Black, P. A., & Glickman, N. S. (2006). Demographics, psychiatric diagnoses, and other characteristics of North American deaf and hard-of-hearing inpatients. Journal of Deaf Studies and Deaf Education, 11, 303–321.

Durland, B. (2004). [Preliminary analyses of National College Health Assessment data collected in the Fall of 2002]. Unpublished raw data.

Glickman, N., & Gulati, S. (Eds.). (2003). Mental health care of deaf people: A culturally affirmative approach Mahway, NJ: Lawrence Erlbaum.

Hofmann, S. G. (2006).

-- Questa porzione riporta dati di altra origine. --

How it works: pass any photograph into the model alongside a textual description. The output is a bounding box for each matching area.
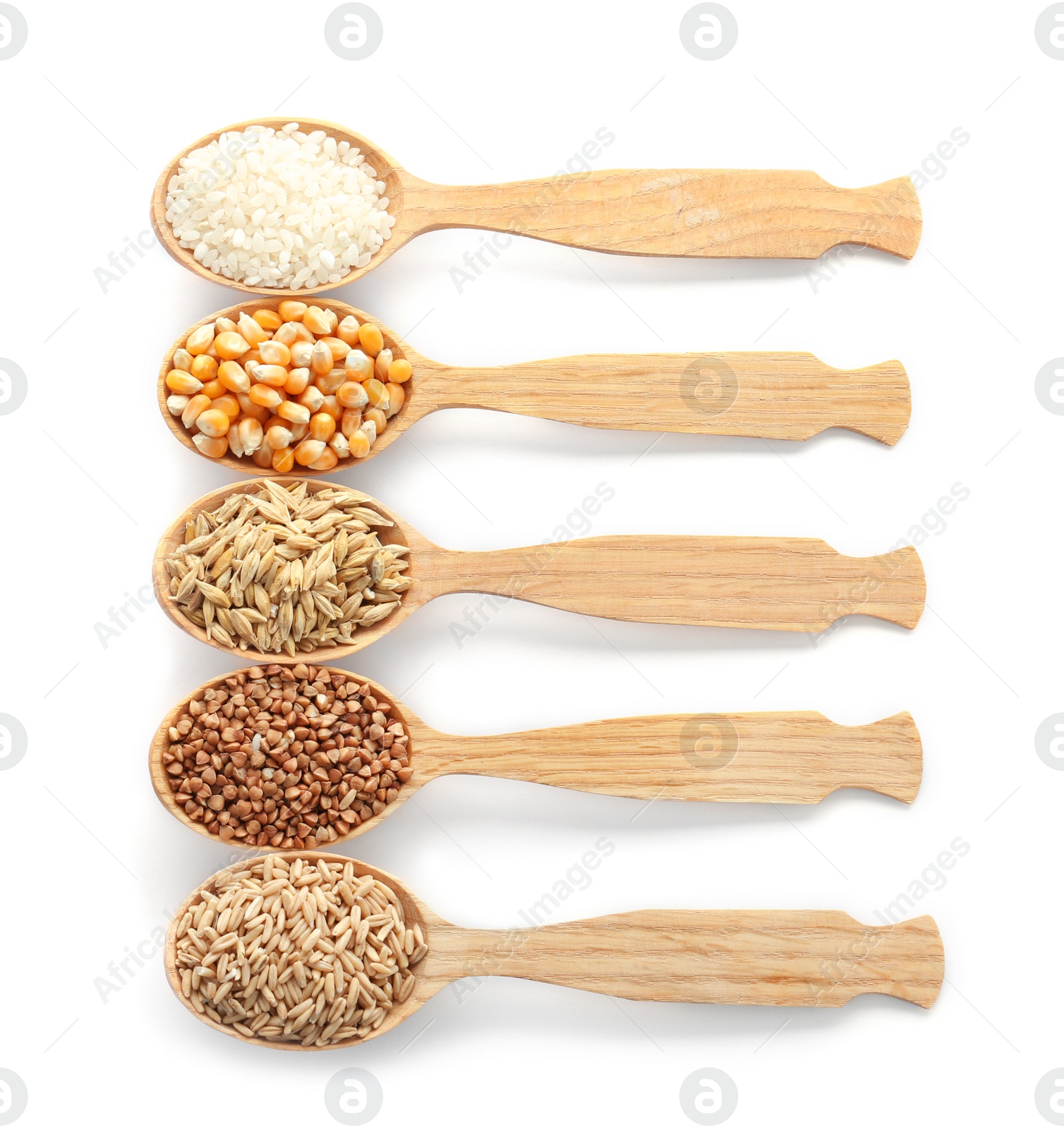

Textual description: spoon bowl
[165,851,946,1050]
[164,850,446,1051]
[152,116,922,297]
[152,118,420,299]
[152,477,926,664]
[148,660,923,850]
[152,477,430,664]
[156,297,424,477]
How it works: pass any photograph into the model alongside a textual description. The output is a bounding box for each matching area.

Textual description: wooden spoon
[148,663,923,849]
[158,298,910,477]
[152,477,926,663]
[152,118,922,297]
[165,851,946,1051]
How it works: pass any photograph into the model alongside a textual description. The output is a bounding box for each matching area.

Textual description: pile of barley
[176,854,428,1047]
[166,122,395,290]
[163,663,414,850]
[166,480,414,657]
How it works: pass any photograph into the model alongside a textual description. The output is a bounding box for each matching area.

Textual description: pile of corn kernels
[166,301,411,474]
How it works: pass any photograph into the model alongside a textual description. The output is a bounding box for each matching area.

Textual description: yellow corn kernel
[218,360,251,392]
[270,447,295,474]
[251,309,283,333]
[236,392,270,424]
[277,298,306,322]
[311,412,336,441]
[384,384,406,419]
[189,353,218,384]
[388,360,414,384]
[319,338,351,364]
[259,341,291,366]
[303,306,336,335]
[236,314,270,349]
[306,447,340,471]
[211,393,241,420]
[336,314,358,348]
[192,431,229,458]
[336,380,369,408]
[297,384,325,412]
[311,341,332,376]
[262,424,291,451]
[253,364,288,388]
[186,322,215,357]
[196,408,233,438]
[358,322,384,357]
[277,400,311,424]
[288,341,314,368]
[294,439,325,466]
[314,368,346,396]
[226,421,251,458]
[343,349,373,380]
[247,384,285,412]
[285,368,311,396]
[272,322,301,346]
[166,368,203,396]
[215,333,251,360]
[362,380,388,411]
[181,393,210,429]
[346,430,372,458]
[236,416,264,455]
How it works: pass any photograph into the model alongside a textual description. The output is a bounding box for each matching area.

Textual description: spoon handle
[417,535,926,631]
[418,711,923,804]
[419,352,910,443]
[413,168,920,258]
[430,908,944,1007]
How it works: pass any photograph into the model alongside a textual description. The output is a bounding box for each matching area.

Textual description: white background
[0,0,1064,1129]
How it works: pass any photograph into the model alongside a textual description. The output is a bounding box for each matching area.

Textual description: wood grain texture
[403,168,922,259]
[164,851,946,1051]
[152,118,922,297]
[152,475,926,663]
[148,656,923,850]
[420,535,925,631]
[416,707,923,804]
[416,352,912,443]
[412,899,944,1007]
[156,297,912,477]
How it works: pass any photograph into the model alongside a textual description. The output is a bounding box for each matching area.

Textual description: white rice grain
[166,122,395,290]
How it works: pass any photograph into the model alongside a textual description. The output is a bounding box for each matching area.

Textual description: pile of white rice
[166,122,395,290]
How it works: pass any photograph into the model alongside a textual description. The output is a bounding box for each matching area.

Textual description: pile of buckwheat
[163,663,414,849]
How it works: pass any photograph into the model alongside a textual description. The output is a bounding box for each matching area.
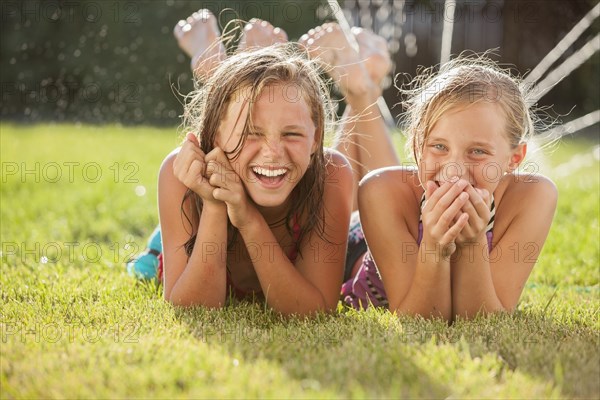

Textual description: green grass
[0,124,600,398]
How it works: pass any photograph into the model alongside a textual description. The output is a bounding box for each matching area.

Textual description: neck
[255,198,291,225]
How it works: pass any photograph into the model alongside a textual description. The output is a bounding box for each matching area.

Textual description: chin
[248,193,290,208]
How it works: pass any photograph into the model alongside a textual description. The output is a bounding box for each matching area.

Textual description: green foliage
[0,124,600,398]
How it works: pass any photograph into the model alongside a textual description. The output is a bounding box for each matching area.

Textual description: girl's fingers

Culturally sensitive CBT [Special Issue].Cognitive and Behavioral Practice, 13(4), 344.

Linehan, M. M. (1993a). Cognitive-behavioral treatment of borderline personality disorder. New York: Guiliford Press.

Samar, V. J., Pollard, R., O’Hearn, A., Lalley, P., Sutter, E., Klein, J. D., et al. (2007, March 13-14). Deaf young adults’ self-reported suicide attempt rate: role of reading and gender. Honolulu, Hawaii: Paper presented at the Pacific Rim Disability Conference.

U.S. Department of Health and Human Services. (2001). Mental health: Culture, race, and ethnicity—A supplement to Mental Health: A Report of the Surgeon General. Washington, DC: Author.